By Shion Choe
Abstract
With approximately 79% of 8.3 billion tons of plastic within the environment, human exposure to microplastic and nanoplastics is now seeminglessly inevitable. This paper explores how plastic particles disrupt systemic human health through three mechanisms. Each of these include a biomolecular disguise evading the immune system, causing organelle stress build up leading to cell function failure, and a trojan horse vector to spread disruptive chemicals. This paper aims to address these cellular and microscopic plastic disruptions to shift the generalized focus on environmental pollution toward an unrecognized urgent clinical issue of cellular health within humans.
Introduction
For a very long time, plastics have mainly been recognized and seen as a threat to the ecosystem.
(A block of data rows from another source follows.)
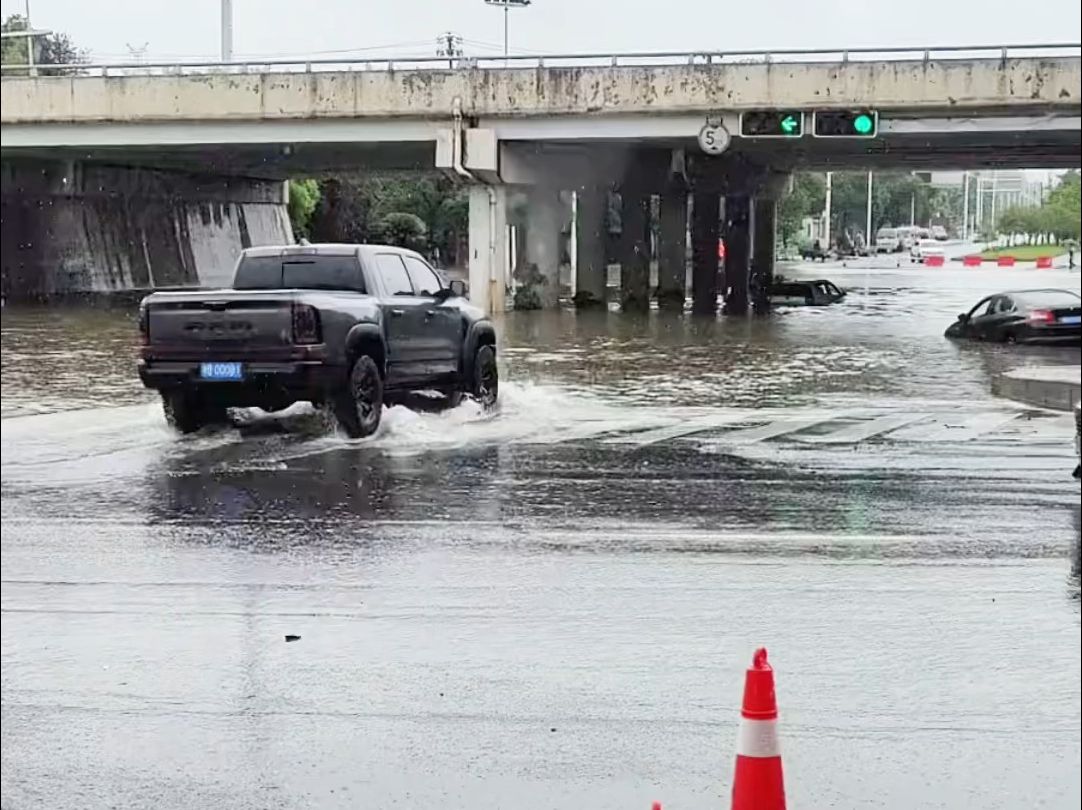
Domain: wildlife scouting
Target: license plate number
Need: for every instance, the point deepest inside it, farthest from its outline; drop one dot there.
(227, 371)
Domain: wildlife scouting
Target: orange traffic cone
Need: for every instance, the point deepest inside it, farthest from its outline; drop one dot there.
(757, 784)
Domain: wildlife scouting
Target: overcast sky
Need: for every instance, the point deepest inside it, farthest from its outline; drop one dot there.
(189, 28)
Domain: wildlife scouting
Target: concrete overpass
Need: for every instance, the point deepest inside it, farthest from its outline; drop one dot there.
(581, 123)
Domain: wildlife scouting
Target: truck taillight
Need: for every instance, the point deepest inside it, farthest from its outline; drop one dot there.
(305, 323)
(1042, 316)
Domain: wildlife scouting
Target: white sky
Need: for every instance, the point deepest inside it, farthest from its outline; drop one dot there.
(189, 28)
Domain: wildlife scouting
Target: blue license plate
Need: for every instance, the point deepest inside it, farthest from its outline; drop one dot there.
(221, 371)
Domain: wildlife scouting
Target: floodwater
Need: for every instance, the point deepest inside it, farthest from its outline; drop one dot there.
(553, 605)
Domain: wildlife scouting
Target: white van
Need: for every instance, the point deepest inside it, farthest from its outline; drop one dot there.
(887, 240)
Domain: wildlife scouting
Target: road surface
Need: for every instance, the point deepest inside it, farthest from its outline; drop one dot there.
(552, 606)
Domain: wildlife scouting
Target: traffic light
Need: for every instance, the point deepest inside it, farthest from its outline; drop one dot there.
(772, 123)
(845, 123)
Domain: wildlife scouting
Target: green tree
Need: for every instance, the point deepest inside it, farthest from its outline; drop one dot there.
(55, 49)
(807, 198)
(303, 198)
(404, 229)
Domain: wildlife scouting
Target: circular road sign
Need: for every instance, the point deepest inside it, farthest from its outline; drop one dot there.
(714, 138)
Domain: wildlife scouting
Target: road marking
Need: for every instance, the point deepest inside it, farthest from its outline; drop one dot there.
(958, 426)
(861, 430)
(768, 430)
(674, 432)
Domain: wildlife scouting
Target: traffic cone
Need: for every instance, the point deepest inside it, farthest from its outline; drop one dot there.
(757, 784)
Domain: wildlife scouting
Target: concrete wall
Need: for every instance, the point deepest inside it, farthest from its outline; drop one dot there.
(1034, 83)
(69, 227)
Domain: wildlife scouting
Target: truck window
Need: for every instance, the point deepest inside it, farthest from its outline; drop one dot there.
(393, 271)
(305, 273)
(425, 280)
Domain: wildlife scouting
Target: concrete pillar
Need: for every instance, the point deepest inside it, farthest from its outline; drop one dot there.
(635, 252)
(539, 275)
(591, 236)
(488, 248)
(737, 253)
(672, 250)
(764, 237)
(706, 209)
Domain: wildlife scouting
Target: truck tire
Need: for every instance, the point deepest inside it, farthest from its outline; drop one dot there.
(484, 383)
(359, 406)
(186, 411)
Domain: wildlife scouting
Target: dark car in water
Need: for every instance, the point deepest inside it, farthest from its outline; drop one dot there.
(1023, 316)
(343, 326)
(818, 292)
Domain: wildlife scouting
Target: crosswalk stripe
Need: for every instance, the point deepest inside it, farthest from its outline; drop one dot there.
(958, 427)
(768, 430)
(861, 430)
(674, 432)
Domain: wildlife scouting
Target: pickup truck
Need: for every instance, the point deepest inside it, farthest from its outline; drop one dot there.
(346, 327)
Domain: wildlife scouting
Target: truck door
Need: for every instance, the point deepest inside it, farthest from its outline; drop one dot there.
(404, 320)
(441, 321)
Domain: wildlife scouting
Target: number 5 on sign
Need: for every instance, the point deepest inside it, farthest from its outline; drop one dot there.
(714, 138)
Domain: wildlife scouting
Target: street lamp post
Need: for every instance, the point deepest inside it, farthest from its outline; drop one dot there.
(507, 5)
(226, 30)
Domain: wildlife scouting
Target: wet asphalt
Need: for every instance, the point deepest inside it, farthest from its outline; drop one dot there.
(552, 606)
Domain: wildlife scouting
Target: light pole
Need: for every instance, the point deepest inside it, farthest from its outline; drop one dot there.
(965, 207)
(827, 212)
(507, 5)
(226, 30)
(868, 226)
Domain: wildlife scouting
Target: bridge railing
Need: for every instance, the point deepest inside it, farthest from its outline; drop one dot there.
(833, 55)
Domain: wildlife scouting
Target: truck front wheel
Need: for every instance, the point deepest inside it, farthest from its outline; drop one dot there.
(359, 407)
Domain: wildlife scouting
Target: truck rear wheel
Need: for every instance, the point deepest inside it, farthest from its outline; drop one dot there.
(186, 411)
(359, 407)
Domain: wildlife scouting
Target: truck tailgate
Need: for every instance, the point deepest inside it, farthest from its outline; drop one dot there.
(220, 320)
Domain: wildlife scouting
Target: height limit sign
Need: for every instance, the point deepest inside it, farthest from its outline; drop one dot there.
(713, 137)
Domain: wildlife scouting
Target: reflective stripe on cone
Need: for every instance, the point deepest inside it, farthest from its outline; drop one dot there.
(759, 783)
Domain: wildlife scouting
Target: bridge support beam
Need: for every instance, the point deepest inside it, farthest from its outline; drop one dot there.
(706, 210)
(539, 276)
(590, 235)
(672, 250)
(488, 248)
(764, 237)
(635, 251)
(737, 253)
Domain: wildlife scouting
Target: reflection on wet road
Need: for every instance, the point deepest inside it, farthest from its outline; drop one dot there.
(553, 605)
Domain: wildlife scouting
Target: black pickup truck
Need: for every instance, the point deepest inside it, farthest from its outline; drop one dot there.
(345, 327)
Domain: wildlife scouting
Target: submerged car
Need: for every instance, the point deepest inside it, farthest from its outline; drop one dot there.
(1023, 316)
(924, 249)
(818, 292)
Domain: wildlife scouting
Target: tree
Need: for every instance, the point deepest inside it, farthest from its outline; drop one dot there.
(303, 198)
(403, 229)
(807, 198)
(54, 49)
(366, 209)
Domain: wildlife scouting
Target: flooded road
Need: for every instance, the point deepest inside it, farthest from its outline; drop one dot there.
(553, 605)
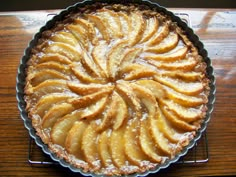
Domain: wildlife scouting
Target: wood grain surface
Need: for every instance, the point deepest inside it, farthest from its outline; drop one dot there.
(217, 30)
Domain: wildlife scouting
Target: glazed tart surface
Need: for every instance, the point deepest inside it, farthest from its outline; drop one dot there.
(116, 89)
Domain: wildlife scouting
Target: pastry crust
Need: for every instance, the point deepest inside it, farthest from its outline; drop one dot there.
(116, 89)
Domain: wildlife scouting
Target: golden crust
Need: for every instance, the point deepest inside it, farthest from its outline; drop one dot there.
(147, 81)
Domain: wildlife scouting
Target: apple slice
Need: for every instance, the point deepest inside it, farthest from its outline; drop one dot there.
(55, 112)
(112, 21)
(85, 89)
(61, 128)
(115, 56)
(100, 25)
(64, 37)
(188, 88)
(49, 57)
(45, 74)
(64, 49)
(160, 34)
(173, 55)
(169, 43)
(89, 147)
(182, 65)
(138, 26)
(151, 27)
(132, 148)
(175, 121)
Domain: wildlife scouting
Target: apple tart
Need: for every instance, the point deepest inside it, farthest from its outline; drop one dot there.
(116, 89)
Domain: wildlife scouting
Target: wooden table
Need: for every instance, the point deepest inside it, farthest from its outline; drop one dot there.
(215, 27)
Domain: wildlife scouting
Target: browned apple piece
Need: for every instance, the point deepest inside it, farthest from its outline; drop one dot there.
(160, 34)
(121, 116)
(115, 56)
(89, 147)
(182, 65)
(64, 37)
(152, 25)
(169, 43)
(62, 127)
(52, 65)
(46, 102)
(49, 57)
(112, 22)
(80, 34)
(185, 100)
(45, 74)
(138, 26)
(64, 49)
(188, 88)
(188, 114)
(132, 148)
(99, 56)
(55, 112)
(85, 89)
(136, 71)
(173, 55)
(74, 139)
(100, 25)
(176, 122)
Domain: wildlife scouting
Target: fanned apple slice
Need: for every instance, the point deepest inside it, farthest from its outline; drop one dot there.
(55, 112)
(83, 76)
(74, 139)
(46, 102)
(91, 66)
(117, 149)
(156, 88)
(103, 149)
(65, 50)
(147, 144)
(54, 66)
(130, 56)
(132, 148)
(100, 26)
(188, 88)
(166, 45)
(173, 55)
(136, 71)
(85, 89)
(130, 98)
(185, 76)
(126, 25)
(138, 25)
(115, 56)
(111, 19)
(121, 116)
(99, 56)
(90, 30)
(161, 33)
(182, 65)
(151, 27)
(62, 126)
(47, 87)
(46, 74)
(64, 37)
(175, 121)
(185, 100)
(49, 57)
(150, 104)
(188, 114)
(89, 147)
(80, 34)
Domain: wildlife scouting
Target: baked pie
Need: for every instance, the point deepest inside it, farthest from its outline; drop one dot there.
(116, 89)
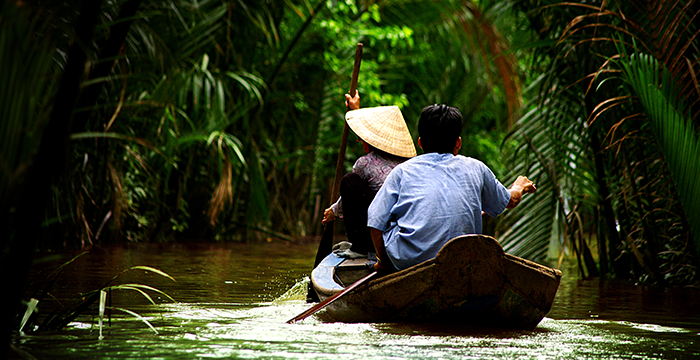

Images and findings of marine animals harmed by plastic waste have gone viral in the past and public awareness of environmental pollution became a major issue (BBC News, 2020). Out of the varying sizes and types of plastics, microplastics are plastic particles ranging in size from 5 millimeters, which is about the size of a pencil eraser, to 1 nanometer. Considering that a strand of human hair is about 80,000 nanometers wide, most of these plastics are invisible to the human eye (Environmental Protection Agency, n.d.). Microplastics can either be intentionally manufactured in small sizes for consumer products, or degrade into smaller pieces from larger plastic products (EPA, n.d.). However, they cannot be biodegraded, and can only be fragmented into smaller pieces, eventually becoming microscopic or even smaller nanoplastics. During the process, the plastics are exposed to contamination, including various chemicals and environmental toxins, later releasing it as pollutants at its location. (National Oceanic and Atmospheric Administration, 2019). Due to these characteristics, small plastic particles can cause critical disruptions to ecosystem health, being a major factor of environmental pollution and can be easily consumed by animals. Still, despite the existing awareness of the environmental impacts of microplastics, the specific disruptions in a human body including inflammation and toxicity caused by accumulation of plastic particles are yet unrecognized. This review aims to propose how long-term exposure to microplastics and nanoplastics contribute to health such as immune responses and inflammation in a few different ways.
Literature review
Geyer et al. (2017) conducted a global flow analysis to quantify all of the manufactured plastics around the globe and their disposal. The global data was collected from 1950 to 2015, combining statistics across industrial sectors.Their observations concluded that approximately 8.3 billion metric tons of plastics has been produced since then. However, only 9% of manufactured plastics have been recycled, while 79% has been accumulated in the environment.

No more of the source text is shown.